Six former employees of the site sent threatening messages and deliveries to a couple after the e-commerce newsletter they published wrote about a lawsuit involving eBay.
BOXBOROUGH, Mass. — Six eBay employees mounted a cyberstalking campaign — including sending boxes of live cockroaches and a Halloween mask of a bloody pig’s face — against a couple who ran an online e-commerce newsletter, according to charges filed by federal prosecutors on Monday.
Unhappy with the newsletter’s coverage of eBay, the employees, none of whom now work at the company, barraged the couple with threatening emails and sent disturbing deliveries, including a funeral wreath and a book on how to survive the death of a spouse, said Andrew E. Lelling, the United States attorney for Massachusetts, in a news conference on Monday.
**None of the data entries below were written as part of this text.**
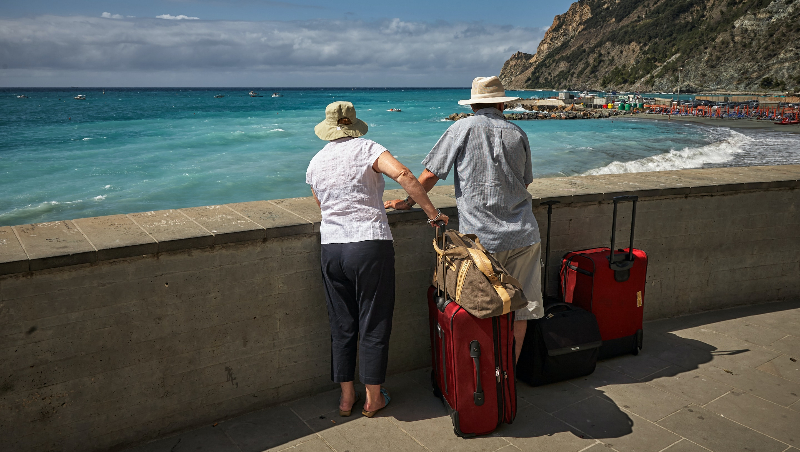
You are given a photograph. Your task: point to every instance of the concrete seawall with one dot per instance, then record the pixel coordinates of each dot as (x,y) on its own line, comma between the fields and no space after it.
(115,330)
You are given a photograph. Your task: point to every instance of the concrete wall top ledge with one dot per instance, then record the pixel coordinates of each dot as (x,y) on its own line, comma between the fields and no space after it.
(71,242)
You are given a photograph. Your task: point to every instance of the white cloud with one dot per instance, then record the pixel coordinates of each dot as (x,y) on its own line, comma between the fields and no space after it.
(298,53)
(180,17)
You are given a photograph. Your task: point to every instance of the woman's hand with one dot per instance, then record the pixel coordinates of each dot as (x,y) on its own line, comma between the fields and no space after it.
(396,204)
(443,218)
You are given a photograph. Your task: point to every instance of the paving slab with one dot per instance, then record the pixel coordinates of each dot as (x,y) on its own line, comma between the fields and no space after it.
(637,367)
(761,384)
(717,433)
(116,237)
(692,385)
(211,439)
(602,377)
(552,397)
(305,208)
(13,258)
(760,415)
(601,419)
(276,221)
(730,352)
(787,367)
(227,225)
(55,244)
(747,330)
(646,401)
(265,429)
(685,445)
(788,345)
(598,447)
(173,230)
(366,434)
(533,429)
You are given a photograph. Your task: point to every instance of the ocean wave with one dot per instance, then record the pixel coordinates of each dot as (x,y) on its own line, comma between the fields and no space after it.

Several of the employees drove to the couple’s home to spy on them, he said.
“They were not merely unhappy, they were enraged,” Mr. Lelling said, describing how one former eBay executive told a fellow executive in a text message that he wanted to “crush” the woman in the couple, who live in Natick, Mass., a Boston suburb. The result, Mr. Lelling said, “was a systematic campaign, fueled by the resources of a Fortune 500 company, to emotionally and psychologically terrorize this middle-aged couple in Natick with the goal of deterring them from writing bad things online about eBay.”
Prosecutors charged the six people with conspiracy to commit cyberstalking and conspiracy to tamper with witnesses. Among them, two former eBay officers — James Baugh, the company’s former senior director of safety and security, and David Harville, the company’s former director of global resiliency — were arrested on Monday morning.